Like reading on your computer or mobile device? Check out Scribd – thousands of eBooks, audiobooks, magazines and more on your device!
Tonight I’m Someone Else: A friend recommended this to me, and I really enjoyed it. A collection of essays from throughout the author’s life, there’s a lot of diversity. It’s pretty heavy and took me quite a few reads to get through, but if you like creative non-fiction, this is a great one to pick up.
Goodbye, Vitamin: I really really liked this book. The main character moves back home to take care of her dad whose Alzheimer’s is getting worse, which I can relate to. She’s fresh off a breakup, feels lost, and leaves her job to help her mom out and try to keep her dad’s life as normal as possible. Definitely recommend.

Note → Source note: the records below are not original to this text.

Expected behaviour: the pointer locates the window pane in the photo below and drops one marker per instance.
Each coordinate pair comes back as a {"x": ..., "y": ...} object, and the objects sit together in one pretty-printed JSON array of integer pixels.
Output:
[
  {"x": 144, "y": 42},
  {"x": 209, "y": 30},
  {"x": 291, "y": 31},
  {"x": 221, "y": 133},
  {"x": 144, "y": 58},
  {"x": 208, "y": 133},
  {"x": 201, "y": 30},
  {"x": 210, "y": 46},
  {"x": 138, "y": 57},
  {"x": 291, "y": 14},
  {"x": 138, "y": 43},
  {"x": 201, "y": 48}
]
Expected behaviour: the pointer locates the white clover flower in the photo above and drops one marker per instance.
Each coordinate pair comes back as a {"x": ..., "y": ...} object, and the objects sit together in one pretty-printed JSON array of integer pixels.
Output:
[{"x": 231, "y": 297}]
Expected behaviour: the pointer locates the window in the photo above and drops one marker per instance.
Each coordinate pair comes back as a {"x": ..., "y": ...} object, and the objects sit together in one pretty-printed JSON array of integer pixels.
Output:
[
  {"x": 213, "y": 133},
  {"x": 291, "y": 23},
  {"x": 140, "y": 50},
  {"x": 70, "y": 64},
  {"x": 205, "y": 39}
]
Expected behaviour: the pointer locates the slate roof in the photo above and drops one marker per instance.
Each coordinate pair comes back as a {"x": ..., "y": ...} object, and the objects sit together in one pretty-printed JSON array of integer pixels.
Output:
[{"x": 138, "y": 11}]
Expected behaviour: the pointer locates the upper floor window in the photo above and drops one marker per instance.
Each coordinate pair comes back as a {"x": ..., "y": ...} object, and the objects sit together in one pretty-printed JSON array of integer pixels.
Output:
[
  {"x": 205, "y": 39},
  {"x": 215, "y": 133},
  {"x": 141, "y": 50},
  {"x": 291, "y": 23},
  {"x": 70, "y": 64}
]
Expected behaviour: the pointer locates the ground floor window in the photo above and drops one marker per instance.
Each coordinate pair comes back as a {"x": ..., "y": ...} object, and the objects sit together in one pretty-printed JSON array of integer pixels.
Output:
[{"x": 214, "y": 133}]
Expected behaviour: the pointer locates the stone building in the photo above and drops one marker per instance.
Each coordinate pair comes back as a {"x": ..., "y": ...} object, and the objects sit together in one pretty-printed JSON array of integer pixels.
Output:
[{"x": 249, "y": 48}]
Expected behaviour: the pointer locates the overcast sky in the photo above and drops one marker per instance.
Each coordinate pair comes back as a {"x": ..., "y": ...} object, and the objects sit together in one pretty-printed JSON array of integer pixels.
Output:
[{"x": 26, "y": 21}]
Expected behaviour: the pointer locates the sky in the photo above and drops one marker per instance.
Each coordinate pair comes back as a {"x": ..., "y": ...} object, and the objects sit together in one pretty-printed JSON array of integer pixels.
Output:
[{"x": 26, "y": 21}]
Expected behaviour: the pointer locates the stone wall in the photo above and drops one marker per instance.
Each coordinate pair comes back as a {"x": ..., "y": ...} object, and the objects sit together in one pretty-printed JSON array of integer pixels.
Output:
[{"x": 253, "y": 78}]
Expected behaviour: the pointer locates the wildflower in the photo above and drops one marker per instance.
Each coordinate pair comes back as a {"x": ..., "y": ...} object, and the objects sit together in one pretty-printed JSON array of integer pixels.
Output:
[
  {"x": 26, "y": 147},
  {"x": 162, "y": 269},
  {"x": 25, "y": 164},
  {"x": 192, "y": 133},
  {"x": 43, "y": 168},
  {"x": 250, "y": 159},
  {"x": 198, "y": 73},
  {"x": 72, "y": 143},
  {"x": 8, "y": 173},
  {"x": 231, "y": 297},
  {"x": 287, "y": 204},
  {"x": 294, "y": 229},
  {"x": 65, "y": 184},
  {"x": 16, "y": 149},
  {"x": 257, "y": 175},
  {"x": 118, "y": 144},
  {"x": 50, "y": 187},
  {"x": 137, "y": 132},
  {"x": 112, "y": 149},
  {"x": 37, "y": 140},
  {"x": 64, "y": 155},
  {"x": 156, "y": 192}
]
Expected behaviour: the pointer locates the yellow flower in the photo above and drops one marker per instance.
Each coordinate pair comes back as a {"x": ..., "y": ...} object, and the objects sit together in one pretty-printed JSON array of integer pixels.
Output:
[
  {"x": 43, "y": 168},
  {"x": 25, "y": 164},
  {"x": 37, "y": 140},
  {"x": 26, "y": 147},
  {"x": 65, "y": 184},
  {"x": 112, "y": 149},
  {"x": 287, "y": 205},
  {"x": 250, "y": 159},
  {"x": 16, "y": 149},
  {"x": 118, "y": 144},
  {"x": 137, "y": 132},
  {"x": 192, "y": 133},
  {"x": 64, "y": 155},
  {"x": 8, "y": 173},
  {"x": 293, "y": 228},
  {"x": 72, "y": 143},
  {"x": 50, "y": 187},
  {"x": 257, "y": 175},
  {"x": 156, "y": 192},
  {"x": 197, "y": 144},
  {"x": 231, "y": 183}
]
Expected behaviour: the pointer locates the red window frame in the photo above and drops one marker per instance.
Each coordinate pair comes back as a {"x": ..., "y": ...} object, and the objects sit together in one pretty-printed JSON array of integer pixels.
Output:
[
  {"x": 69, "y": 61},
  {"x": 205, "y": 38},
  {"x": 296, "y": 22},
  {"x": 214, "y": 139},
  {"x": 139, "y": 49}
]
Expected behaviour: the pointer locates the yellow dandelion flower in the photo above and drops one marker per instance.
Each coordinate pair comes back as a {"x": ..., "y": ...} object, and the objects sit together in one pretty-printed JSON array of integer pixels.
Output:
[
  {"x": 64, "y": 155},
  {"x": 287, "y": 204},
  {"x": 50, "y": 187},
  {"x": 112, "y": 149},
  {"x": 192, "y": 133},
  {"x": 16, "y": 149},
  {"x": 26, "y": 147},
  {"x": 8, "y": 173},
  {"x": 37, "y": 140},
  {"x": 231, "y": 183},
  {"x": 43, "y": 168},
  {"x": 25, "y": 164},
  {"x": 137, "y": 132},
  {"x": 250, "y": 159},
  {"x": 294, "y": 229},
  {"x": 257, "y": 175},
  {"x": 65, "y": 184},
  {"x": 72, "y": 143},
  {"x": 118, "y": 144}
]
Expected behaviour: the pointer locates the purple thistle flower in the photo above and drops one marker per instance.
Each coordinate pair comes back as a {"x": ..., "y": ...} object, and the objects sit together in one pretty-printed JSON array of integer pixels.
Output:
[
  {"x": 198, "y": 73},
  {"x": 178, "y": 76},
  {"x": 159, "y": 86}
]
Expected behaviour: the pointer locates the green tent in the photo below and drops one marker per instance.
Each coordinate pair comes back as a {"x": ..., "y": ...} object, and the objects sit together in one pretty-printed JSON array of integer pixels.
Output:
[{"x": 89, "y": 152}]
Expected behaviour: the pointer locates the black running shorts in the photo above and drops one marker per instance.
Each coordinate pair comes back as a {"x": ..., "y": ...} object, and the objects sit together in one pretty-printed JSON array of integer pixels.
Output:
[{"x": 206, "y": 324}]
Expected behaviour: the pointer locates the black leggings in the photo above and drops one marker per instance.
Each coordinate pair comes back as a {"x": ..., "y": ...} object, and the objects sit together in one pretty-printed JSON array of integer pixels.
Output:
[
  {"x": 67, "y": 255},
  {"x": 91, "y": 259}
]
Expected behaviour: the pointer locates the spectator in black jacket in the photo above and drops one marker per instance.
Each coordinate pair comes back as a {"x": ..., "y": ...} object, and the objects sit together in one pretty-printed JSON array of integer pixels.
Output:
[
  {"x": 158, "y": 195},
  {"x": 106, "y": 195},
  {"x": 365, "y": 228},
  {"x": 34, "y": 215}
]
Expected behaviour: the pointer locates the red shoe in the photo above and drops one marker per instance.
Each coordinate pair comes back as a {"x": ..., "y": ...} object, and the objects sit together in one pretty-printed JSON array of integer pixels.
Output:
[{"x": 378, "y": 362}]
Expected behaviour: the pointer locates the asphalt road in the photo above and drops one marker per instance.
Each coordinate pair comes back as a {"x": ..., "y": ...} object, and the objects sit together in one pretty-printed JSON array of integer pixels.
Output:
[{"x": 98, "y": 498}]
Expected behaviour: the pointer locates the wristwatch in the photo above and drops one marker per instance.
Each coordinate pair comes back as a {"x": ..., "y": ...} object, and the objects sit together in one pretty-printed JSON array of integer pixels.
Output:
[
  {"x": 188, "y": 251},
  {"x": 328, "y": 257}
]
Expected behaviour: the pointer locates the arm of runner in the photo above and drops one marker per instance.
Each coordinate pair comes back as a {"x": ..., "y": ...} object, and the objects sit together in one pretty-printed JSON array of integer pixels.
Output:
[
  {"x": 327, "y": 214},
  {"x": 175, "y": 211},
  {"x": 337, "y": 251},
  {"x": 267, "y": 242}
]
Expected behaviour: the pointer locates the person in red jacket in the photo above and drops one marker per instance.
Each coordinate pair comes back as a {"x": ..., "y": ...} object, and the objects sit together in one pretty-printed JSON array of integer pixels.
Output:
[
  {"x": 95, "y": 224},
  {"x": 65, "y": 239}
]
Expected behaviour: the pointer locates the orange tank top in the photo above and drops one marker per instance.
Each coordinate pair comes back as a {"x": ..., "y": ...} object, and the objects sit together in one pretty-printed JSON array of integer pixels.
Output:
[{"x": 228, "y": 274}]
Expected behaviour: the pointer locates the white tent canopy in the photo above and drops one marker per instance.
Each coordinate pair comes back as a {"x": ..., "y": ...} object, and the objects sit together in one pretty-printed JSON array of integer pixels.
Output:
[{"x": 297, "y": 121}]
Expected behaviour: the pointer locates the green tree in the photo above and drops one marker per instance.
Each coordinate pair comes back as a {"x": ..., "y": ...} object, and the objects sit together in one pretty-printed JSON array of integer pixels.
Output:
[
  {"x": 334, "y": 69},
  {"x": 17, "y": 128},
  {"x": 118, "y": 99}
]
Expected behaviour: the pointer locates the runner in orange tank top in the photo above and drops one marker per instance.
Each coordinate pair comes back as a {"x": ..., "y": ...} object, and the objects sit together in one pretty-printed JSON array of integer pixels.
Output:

Big Magic: This book has been on my TBR list for awhile, and I grabbed the audiobook a few weeks ago. It’s a short book, and Elizabeth Gilbert narrates, and it hit upon a lot of beliefs around creativity that I didn’t even realize I have, like guilt and shame and esteem. Who knew? This is another one of the rare books I’m going to hunt a physical copy down to reinforce the concepts.
Wondering how I read so much? My libraries use Libby – see if your library has a partnership, and check out the mobile app!
#GIRLBOSS: I’m about seventy years behind on this one. I finally found a copy at Open Books during their 50% off sale and after sitting on multiple library wait lists for months, I grabbed the $3.50 copy. I really enjoyed this for a lot of the same reasons I liked Big Magic, like it’s okay to be a weirdo and creative and your message will still resonate with people! Some parts came off as a bit preachy to me, but not enough to make me stop reading.
Hey Ladies!!!: This book was hilarious. I read it on Scribd using my iPad, and pretty much read it in one day. It’s an easy read and even if you haven’t been included on an inane email chain about bachelorettes or weddings, you’ll still find it super funny. The illustrations are really good too. A fun one to flip through.